The last time I had some time with Don was only a few weeks before he passed away. I was in Western Australia and I was due to go on the red-eye back to Cairns. I spoke to Don and he said I might as well come around and he would show me his new house, which he took great pride in. He said to go over and have a meal with them. Julie was out at the time, and Don had been given the responsibility of looking after the lamb roast and the veggies, which he was quite happy to do. We sat out on the balcony and we enjoyed a Cuban cigar and several of his top-quality reds. Unfortunately, in the process, we forgot about the vegetables in the oven. By the time we sat down, we had seriously burnt offerings.

We grieve for Don. I do. I look across at the white rose at his place in this chamber, and in my view that is the spirit of Don sitting here. He loved his roses, so part of Don is sitting there.

He was never an ambassador officially, but there was the work that he did in Sri Lanka and the love that that community had for him; the work that he did in Japan and the respect that the Japanese embassy had for him; and the wonderful work that he did for the Cubans in recent times. I have seen some great photographs of Don in one of those beautiful old Cuban motor cars—with, of course, a Cuban cigar and a good Cuban rum! They are big shoes to fill. I think he made a huge difference.

Finally, I would like to mention Don's staff. Chloe was with Don at the time, when he left us, and you can imagine just how difficult that must have been for that young woman. But she was very, very strong. At the service, she spoke brilliantly and she gathered together all of the staff. When you see them all together with young Chloe, who actually wound up the service with some great stories about Don, you have to admire Don's people, if you like—Don's staff. They did a fabulous job. I say thank you to Chloe and the team for what you did in organising that. From the moment this dreadful tragedy happened, they were there, backing up and supporting Julie and Tess and Elliott through this difficult time. They are still with them here, as we speak, offering them that very, very strong support. I was absolutely overwhelmed by it, as I think were so many of Don's friends who were able to make it to the service. He is resting in a most beautiful place, an absolutely beautiful place. The tragedy is that he was taken far too soon, far too soon. I think it makes us all reflect a little on our own mortality.

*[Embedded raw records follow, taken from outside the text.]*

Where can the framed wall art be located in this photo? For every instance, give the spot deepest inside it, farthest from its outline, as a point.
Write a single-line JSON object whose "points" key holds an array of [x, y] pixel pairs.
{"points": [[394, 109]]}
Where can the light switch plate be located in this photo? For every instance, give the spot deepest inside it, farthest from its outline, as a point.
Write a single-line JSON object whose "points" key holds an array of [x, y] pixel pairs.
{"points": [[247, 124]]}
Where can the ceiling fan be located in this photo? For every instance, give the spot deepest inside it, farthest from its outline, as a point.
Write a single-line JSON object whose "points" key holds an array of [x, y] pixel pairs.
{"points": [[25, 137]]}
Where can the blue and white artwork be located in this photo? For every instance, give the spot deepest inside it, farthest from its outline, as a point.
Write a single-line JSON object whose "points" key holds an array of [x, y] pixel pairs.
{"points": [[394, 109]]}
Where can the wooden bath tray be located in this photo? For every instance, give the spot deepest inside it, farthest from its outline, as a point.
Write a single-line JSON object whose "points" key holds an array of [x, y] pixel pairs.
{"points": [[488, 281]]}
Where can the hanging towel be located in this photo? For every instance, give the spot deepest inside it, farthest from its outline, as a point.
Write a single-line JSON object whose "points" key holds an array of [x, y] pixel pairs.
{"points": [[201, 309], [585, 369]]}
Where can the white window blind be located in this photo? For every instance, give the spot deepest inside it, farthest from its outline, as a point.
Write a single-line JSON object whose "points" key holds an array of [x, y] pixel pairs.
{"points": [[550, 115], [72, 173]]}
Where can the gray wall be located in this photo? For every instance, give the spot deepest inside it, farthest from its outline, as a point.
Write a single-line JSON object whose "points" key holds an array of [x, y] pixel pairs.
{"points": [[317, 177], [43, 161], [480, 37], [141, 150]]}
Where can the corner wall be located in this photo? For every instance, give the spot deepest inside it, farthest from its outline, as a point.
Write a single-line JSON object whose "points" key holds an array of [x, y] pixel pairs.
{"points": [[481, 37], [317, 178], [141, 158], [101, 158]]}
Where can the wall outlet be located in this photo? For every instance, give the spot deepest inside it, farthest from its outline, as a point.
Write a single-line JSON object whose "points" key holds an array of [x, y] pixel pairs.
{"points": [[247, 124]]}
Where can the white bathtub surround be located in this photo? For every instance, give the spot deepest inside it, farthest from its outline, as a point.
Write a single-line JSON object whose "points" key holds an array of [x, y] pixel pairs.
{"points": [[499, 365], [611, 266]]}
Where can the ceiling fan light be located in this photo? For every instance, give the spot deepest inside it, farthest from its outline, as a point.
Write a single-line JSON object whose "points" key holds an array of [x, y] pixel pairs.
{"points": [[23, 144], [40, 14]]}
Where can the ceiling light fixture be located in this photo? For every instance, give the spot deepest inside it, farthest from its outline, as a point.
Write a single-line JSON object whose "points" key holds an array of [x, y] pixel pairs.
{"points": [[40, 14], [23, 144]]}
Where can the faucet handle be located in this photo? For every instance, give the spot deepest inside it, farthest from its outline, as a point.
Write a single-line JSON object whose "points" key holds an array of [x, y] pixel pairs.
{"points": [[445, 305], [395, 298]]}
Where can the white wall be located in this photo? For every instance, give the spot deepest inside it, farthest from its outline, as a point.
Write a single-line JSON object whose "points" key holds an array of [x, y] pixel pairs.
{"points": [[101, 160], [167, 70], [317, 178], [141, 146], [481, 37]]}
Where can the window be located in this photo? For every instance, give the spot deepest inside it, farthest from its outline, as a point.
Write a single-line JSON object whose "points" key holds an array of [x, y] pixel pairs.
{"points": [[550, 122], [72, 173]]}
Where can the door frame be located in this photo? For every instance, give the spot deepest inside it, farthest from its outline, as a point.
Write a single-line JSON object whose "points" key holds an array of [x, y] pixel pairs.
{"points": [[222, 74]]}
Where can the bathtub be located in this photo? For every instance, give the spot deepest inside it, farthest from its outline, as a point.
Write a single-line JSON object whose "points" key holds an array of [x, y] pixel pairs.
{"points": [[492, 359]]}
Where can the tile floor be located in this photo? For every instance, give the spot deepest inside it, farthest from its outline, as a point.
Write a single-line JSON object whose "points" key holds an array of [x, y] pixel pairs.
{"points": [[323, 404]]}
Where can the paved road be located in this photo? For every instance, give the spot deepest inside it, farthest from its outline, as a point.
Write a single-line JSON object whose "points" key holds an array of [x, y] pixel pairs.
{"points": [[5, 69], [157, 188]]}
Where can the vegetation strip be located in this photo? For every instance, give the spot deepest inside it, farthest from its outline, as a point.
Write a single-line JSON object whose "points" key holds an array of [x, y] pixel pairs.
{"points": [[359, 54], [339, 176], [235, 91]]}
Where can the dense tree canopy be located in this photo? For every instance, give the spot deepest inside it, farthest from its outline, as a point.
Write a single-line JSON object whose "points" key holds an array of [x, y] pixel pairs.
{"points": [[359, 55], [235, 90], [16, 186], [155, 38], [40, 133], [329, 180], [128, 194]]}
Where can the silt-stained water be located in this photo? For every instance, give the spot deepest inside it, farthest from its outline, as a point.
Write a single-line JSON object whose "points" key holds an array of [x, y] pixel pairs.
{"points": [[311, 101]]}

One thing that I say in all honesty is that I regularly would give him a big hug and tell him how much I loved him as a person. That sometimes did not rest too well with Don! Nevertheless, he appreciated the gesture. To Julie, and Tess and Elliott: my deepest condolences for such an untimely and tragic loss. We still love him to bits. We are certainly going to miss him—no doubt about that. He was someone who had a profound impact in this place. As Chloe rightfully said at the service, 'Don never lost Canning; Canning lost Don.' Vale, my friend, and have a good journey. Love you to pieces.